OSH Answers Fact Sheets
Easy-to-read, question-and-answer fact sheets covering a wide range of workplace health and safety topics, from hazards to diseases to ergonomics to workplace promotion. MORE ABOUT >
What is influenza?
Influenza, commonly called "the flu", is a contagious disease caused by viruses that infect the respiratory tract including nose, throat, and lungs. Influenza causes severe illness and life threatening complications in many people.
This document covers seasonal influenza.
What is the cause of influenza?
Influenza is caused by three types of viruses called influenza A, B, and C. Influenza types A and B are responsible for the respiratory disease that occurs almost every winter. Influenza type C usually causes a very mild disease often without symptoms.
Influenza type A viruses are classified into subtypes and each subtype is further divided into strains.
The H and N letters refer to the different kinds of proteins found on the outside surface of the influenza virus. The various subtypes of type A influenza virus depend on the kinds of proteins that stick out from the surface of the virus - the haemagglutinin or HA protein and the neuraminidase or the NA protein. The body's immune system can make antibodies that can recognize these specific virus proteins (antigens) and therefore fight that specific influenza virus.
Researchers have found 16 kinds of HA proteins and 9 NA proteins in many combinations in bird flu viruses. These combinations are reported as strains of the influenza virus H(number) N(number). For example: H7N1, H9N2, H5N1, etc.
Influenza type B virus is not divided into subtypes, but can be documented as strains.
What are the symptoms of influenza?
The symptoms of influenza include fever, cough, sore throat, runny nose, headache, muscle aches, and fatigue. Some adults will also experience vomiting and diarrhea, but these symptoms are more common with children.
Most people who get the flu recover completely. However, some people especially the elderly and those with chronic health problems can develop serious complications. These include pneumonia and aggravation of pre-existing medical conditions such as congestive heart failure, asthma, or diabetes.
How is influenza transmitted?
The influenza viruses mainly are spread from person to person through droplets produced while coughing or sneezing. Droplets of an infected person are propelled by coughing and sneezing into the air and are deposited on the mouth or nose of people nearby. This droplet transmission of the flu is a kind of contact transmission.

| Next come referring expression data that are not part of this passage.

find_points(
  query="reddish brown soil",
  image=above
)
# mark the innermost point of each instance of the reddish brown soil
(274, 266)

The influenza viruses can also be transmitted by indirect contact by touching a contaminated object or surface and then touching your own mouth, eyes or nose before washing your hands. This is also called fomite transmission - a fomite is any surface or inanimate thing (door knobs, telephones, towels, money, clothing, dishes, books, toys, etc.) that can carry an agent after an infected person contaminated it by touching it or sneezing on it. Viruses can survive on surfaces - they live longer on hard, impermeable surfaces (e.g., door knobs) than on porous surfaces (e.g., clothing). The viruses can still be infective for two hours and maybe up to eight hours. It is easier to catch the common cold than influenza by fomite transmission because some of the "cold" viruses (rhinoviruses) have much smaller infectious doses than the “flu” viruses.
Can influenza be prevented?
Influenza can be prevented by annual vaccination. In Canada, the National Advisory Committee on Immunization (NACI) recommends that all Canadians older than six months get a flu shot.

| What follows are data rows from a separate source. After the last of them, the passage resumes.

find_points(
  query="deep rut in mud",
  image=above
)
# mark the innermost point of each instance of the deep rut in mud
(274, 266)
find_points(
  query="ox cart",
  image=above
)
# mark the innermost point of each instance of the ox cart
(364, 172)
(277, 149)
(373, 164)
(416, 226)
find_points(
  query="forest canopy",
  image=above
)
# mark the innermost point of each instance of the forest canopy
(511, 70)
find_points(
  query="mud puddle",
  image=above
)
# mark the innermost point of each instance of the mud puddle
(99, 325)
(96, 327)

The influenza vaccine is highly recommended for the following people due to a higher risk of hospitalization:
- Adults (including pregnant women) and children with chronic heart or lung disease.
- People of any age who are residents of nursing homes and other chronic care facilities.
- People over the age of 65 years.
- All children between 6 months and 59 months.
- People with chronic conditions such as diabetes, cancer, kidney disease, anemia, morbid obesity, etc.
- Healthy pregnant women.
- Aboriginal peoples.
The vaccine is also recommended for people who are capable of transmitting influenza to those at high risk. For example, health care workers, those providing essential community services, people who have close contact with those listed as high risk, day care workers, or those who live or work in situations that have close contact (e.g., crew on a ship).
Are there other ways to prevent the infection?
To prevent the transmission of influenza use the following hygiene practices:
- Wash hands after contact with respiratory droplets and contaminated objects. (Frequent hand washing with appropriate hand care to prevent skin irritation.)
- Cover your mouth and nose with your arm (not your hand) when coughing or sneezing.
- Use tissues to contain respiratory droplets.
- Keep your hands away from your face (viruses enter the body through your nose, mouth and eyes)
- Clean commonly touched surfaces such as door knobs, or light switches. Regular household cleaners and disinfectants are appropriate.
- If you think you are sick, stay home.
Good personal hygiene practices will reduce the risk of infection. However, the only effective method of prevention is vaccination.
Although every effort is made to ensure the accuracy, currency and completeness of the information, CCOHS does not guarantee, warrant, represent or undertake that the information provided is correct, accurate or current. CCOHS is not liable for any loss, claim, or demand arising directly or indirectly from any use or reliance upon the information.